Where are all the opinionated women?

Barbara Kay, National Post · Mar. 30, 2011 | Last Updated: Mar. 30, 2011 4:03 AM ET

How are women faring in journalism? Not as well as in nursing -about 100% female -but pretty darn well compared with coal mining and nuclearreactor tending, where, sad to say, female representation is nil and women candidates continue to pound on that stone curtain, demanding entry in vain.

In a survey released last week, the International Women's Media Foundation in Washington found that women constitute 41% of senior anchors, writers, editors and producers, but that world-wide, two-thirds of top governance and reporting jobs were held by men.

In Canada, women in journalism are at parity or exceed male representation in middle management, sales, production, design and administration. But as in the U.S., they are under-represented in top management -and opinion writing. In 2008, out of 654 opinion columns (often described in the industry as "oped" articles) in top American newspapers, 575 were written by men, 79 by women (80 by minorities).

Feminists can't handle the truth: Women aren't particularly fond of opinion writing. A few years ago, Maureen Dowd, the New York Times's only regular female opinion columnist, ended a column on the subject rather hilariously: "I have no doubt there are plenty of brilliant women who would bring grace and guts to our nation's op ed pages ... We just need to find and nurture them." Hilariously, not to mention patronizingly, because she certainly wasn't sought out or nurtured, and it's the last thing any opinion writer worth her salt needs. If those "brilliant women" aren't sucking up multiple rejections and continuing to pester editors, they're in the wrong business.

Catherine Orenstein would disagree. A prolific and successful writer, Orenstein has made a second career out of nurturing prospective women opinion writers through The OpEd Project she founded. Hundreds of women take her seminars, which can cost up to $5,000 for a group.

But this project begs the question: Why do women need remedial workshops to write a 750-word opinion piece, but not men?

After all: Women and men both go to university; they both learn how to write decent essays; an op-ed isn't rocket science; it's just a mini-essay with a news hook. Anyone with basic writing skills and a point to make can do it. Orenstein's students are only taking her course because they are shy about writing in a field for which chutzpah is a sine qua non, and hoping she will magically infuse them with it.
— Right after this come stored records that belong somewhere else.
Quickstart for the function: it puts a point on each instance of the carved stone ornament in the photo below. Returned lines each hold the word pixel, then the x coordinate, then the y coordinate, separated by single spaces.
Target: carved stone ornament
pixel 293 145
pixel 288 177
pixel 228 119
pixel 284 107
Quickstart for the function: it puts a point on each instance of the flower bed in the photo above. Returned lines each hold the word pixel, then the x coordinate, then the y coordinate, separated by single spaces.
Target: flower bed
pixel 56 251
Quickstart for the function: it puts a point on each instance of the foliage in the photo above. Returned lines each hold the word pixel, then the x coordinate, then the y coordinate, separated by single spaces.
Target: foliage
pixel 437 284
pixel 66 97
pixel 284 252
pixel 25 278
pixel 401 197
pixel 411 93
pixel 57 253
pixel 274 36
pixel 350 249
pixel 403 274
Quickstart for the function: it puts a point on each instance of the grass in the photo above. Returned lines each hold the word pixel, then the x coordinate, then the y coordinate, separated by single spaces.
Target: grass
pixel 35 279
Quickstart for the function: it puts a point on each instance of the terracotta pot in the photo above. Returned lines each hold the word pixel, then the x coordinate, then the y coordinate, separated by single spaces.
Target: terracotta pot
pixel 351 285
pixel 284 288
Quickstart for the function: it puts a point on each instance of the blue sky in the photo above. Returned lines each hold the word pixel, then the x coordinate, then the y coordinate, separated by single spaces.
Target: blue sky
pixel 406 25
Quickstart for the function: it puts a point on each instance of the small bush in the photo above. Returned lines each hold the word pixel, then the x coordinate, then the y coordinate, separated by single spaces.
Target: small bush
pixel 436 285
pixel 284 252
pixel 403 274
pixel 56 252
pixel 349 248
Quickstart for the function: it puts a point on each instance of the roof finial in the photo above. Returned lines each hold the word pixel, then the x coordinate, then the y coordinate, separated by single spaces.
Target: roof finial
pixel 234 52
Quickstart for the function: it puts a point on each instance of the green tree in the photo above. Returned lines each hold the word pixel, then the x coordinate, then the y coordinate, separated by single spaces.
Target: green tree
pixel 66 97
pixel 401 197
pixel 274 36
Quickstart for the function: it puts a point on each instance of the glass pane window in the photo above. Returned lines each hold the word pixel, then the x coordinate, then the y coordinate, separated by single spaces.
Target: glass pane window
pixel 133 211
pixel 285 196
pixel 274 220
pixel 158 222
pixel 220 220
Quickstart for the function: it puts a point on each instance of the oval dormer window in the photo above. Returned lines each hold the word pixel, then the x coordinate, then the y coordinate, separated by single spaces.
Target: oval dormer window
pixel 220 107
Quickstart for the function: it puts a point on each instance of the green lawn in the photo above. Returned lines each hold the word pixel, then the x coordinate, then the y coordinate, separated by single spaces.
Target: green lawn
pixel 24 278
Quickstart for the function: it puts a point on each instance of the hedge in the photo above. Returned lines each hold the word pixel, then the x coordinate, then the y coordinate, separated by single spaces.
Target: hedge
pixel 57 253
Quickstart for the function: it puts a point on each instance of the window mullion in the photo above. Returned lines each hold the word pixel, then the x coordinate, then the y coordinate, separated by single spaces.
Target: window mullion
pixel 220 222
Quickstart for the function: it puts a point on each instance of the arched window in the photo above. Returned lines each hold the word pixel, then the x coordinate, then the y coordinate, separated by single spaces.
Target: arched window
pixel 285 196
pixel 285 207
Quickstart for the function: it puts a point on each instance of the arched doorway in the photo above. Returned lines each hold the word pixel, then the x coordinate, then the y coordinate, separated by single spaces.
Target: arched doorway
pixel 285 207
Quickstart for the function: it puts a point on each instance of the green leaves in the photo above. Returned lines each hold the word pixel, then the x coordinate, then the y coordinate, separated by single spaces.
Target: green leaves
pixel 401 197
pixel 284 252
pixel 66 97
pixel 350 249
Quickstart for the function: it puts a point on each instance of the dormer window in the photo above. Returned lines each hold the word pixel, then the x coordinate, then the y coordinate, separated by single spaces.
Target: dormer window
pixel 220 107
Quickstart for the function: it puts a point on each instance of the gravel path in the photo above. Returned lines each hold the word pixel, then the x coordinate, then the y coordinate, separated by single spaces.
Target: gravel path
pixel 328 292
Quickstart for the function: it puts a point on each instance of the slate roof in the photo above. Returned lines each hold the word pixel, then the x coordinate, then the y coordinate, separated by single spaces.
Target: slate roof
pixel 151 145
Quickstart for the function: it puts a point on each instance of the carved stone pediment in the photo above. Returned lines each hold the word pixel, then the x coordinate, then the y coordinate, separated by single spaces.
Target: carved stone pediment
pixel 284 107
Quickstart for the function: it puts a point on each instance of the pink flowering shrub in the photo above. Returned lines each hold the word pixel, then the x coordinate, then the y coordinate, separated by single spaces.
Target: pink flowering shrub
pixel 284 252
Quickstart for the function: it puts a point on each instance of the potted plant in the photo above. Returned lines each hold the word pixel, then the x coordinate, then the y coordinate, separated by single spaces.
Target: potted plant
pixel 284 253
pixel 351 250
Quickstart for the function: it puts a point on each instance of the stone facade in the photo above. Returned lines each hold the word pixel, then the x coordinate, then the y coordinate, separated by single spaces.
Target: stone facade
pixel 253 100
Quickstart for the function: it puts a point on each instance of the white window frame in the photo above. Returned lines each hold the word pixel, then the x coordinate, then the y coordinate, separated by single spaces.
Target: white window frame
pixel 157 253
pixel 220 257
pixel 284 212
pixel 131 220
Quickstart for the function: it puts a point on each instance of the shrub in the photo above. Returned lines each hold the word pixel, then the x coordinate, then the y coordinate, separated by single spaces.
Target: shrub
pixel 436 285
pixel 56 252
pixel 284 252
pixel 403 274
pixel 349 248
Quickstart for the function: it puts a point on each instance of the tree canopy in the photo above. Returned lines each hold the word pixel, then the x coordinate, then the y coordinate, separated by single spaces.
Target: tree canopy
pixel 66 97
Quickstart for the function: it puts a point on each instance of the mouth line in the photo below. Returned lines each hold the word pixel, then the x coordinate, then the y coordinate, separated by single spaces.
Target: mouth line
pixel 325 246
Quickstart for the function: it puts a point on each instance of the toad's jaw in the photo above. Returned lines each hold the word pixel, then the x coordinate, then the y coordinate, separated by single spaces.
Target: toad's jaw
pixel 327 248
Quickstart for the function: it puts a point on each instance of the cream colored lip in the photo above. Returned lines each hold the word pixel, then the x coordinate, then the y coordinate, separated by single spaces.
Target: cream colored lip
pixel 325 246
So coddling these women for profit is counter-productive and even disingenuous. An expensive seminar may give them a simple technical template (here it is for free: news hook, thesis, evidence, pre-emptive smackdown of opposition's primary argument, conclusion), but it won't give them the conviction or the disciplined aggression they'll need to hold readers' attention and respect.

Fewer than 25% of submissions to comment editors come from women. But it isn't just newspaper comment sections they avoid. It's all thesis-driven writing, including literary reviews. The New Yorker, the Atlantic, Harper's Magazine: Their ratio of male to female writers ranges from 2.6: 1 to 3.6: 1. In the 2010 New York Review of Books, there were 462 pieces by men, and 79 by women. These are all liberal cultural organs. It is inconceivable that they would privilege male over females writers on principle. For this is the one area in which anything but a merit standard would constitute aesthetic and intellectual suicide. For definitive proof that women control their own writing agenda, consider: only 1015% of Wikipedia editors, all volunteers, are women. There's clearly no conspiracy afoot here. It's self-selection -at least it is here in the West. And hardly surprising, when you consider that for the past 40 years the feminist movement has made such a fetish of "narrative" and "feeling" and the value of personal experience over evidence-based knowledge that many women opinion writers think their duty lies in promoting women's interests rather than amassing credible data to prove a thesis.

Under-representation of women in certain media fields is a "dog bites man" story. What do all male-dominated fields, including opinion writing, have in common? Risk-taking (see under coal-mining and nuclear reactor tending). What do all female-dominated jobs have in common? Nurturing and/or security.

Women are under-represented in top governance in all high-pressure, time and energy-gobbling professions, because women privilege family time over maximal career ambitions.

And women are under-represented in opinion writing, both polemical and literary, because it is mostly freelance, the nature of the business inspires insecurity and they don't enjoy competitive data-mining, or duking it out in public with testosterone-amped opponents (not to mention ruthless readers).

And, of course, because in general, unlike men, they take criticism and rejection personally. I hope I didn't make any of the ladies cry.